Why is it illegal to be fully black in spirituality?
Today, I really wish I had the answer to that question. I believe it is as much intentional as it is unintentional. I wonder how many of my white colleagues actually see my color or just accept me as Tonesha, the different one in the group. Do they think I’m ok with this? The “this” I mean, is seeing me in the absence of my color. Because seeing me in the absence of my color is not truly seeing the essence that really is me. It makes me invisible.
This issue is weighing more heavily on my mind right now than usual. The fact is, I wrote a book and I’m proud of it. I finally finished a body of work that I feel comfortable publishing. I want people to know about my experiences as a black woman embracing her spiritual side.
I have been welcomed by my white peers in spirituality. They have been kind to me and given to me. But then again, I haven’t been putting my blackness to the forefront. And I know that has a possibility of changing things. If they knew my authentic experience as the only black girl in the room, it might change things. It’s quite the dilemma, I would say. How do I approach my white peers with this accomplishment? This book about being black in spirituality and that having negative consequences?
Being black has always been quite the conundrum. I mean, everyone knows you’re black… even the self-professed colorblind among us. But when you, the black person, actually say you’re black, it’s a problem! Why is that? It’s like it’s only ok to be black as long as we are inferior to everyone else, or shy about who we really are and what we’ve been going through!
My problem is further complicated by the fact that my black spirituality doesn’t work for black people. Spirituality and religion are too intertwined in the black community. It seems like somebody put in the rule books that spirituality and religion can’t be mutually exclusive. But who can really argue with Christians about the Bible, you can’t win with the faith card. Black people let each piece of them go so easily, or at least that’s what it feels like. African spirituality should be celebrated by all people. But it seems as if cultural appropriation is more on trend. White women left and right are walking around sporting cornrows and calling them boxer braids with no qualms about it. However, little girls are getting suspended from school for wearing their hair in Afro puffs because the white administration feels they look unkept. Every time I wear my hair out naturally I second guess myself. I stare at myself a little longer in the mirror than I do when my hair is straight from a fresh press. My hair in its natural state may be offensive, unprofessional, or somehow give the appearance that I live on the streets. Are these the thoughts that my white peers actually have or is it what I have been conditioned to think?

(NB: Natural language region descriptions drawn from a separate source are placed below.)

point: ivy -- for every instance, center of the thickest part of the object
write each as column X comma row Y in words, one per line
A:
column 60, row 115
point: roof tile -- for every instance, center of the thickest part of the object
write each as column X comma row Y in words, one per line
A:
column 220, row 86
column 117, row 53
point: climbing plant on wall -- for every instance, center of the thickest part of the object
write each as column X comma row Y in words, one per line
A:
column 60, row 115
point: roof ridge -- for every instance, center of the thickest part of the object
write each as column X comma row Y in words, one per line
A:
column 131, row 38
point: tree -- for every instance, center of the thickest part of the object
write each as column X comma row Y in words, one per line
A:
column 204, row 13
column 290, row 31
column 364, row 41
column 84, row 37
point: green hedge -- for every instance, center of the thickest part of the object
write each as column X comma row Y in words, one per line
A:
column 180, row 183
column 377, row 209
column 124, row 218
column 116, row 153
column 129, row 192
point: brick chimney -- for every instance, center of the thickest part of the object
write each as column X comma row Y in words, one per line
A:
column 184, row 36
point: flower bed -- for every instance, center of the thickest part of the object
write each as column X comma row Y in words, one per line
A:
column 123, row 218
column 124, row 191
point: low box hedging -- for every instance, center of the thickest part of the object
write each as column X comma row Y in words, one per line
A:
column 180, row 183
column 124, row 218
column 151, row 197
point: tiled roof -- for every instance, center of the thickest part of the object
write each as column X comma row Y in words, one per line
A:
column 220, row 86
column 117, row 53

I grew up in Alabama ya’ll. The place where the Dixie flag has always flown freely. The place where some of the most important civil rights issues came to light, perhaps because it was the place where the civil rights movement was needed the most. The place where I grew up hearing the phrase “that’s just white people being white.” I didn’t learn until later that was an expression to define their privilege. Their privilege is the very thing that is holding me back from going to my white colleagues with my book. I understand that privilege gives them the right to reject me at the door at will. It means they don’t have to like and will not be open to understanding if they don’t feel like it. That privilege is what has always kept us divided. The division that I feel appears front and center in the context of mainstream spirituality where there is no mention of blackness or Africa? I mean why was Ms. Cleo a laughing stock and Sylvia Brown regarded as a world renowned psychic medium? I wonder what would happened if I asked my white colleagues that very question. Would their eyes glaze over? Would it be uncomfortable? Or just dismiss it, kinda they way they dismiss my blackness? All this privilege is the difference in calling them my white colleagues or my white friends, versus just my colleagues or friends. I would like to think my true friends would be interested, ever how inconvenient or uncomfortable, about my authentic spiritual experience.
All of these things are what my fears are made of as I prepare to publish my thoughts for the world to see. So now I ask myself again, will these women, my spiritual peers, have the least bit of interest in what their black colleague has to say about her spiritual journey?
Tonesha — Monday born, empath, psychic medium, intuitive coach, on a spiritual journey, author of Why am I the on Black girl in the Shaman room?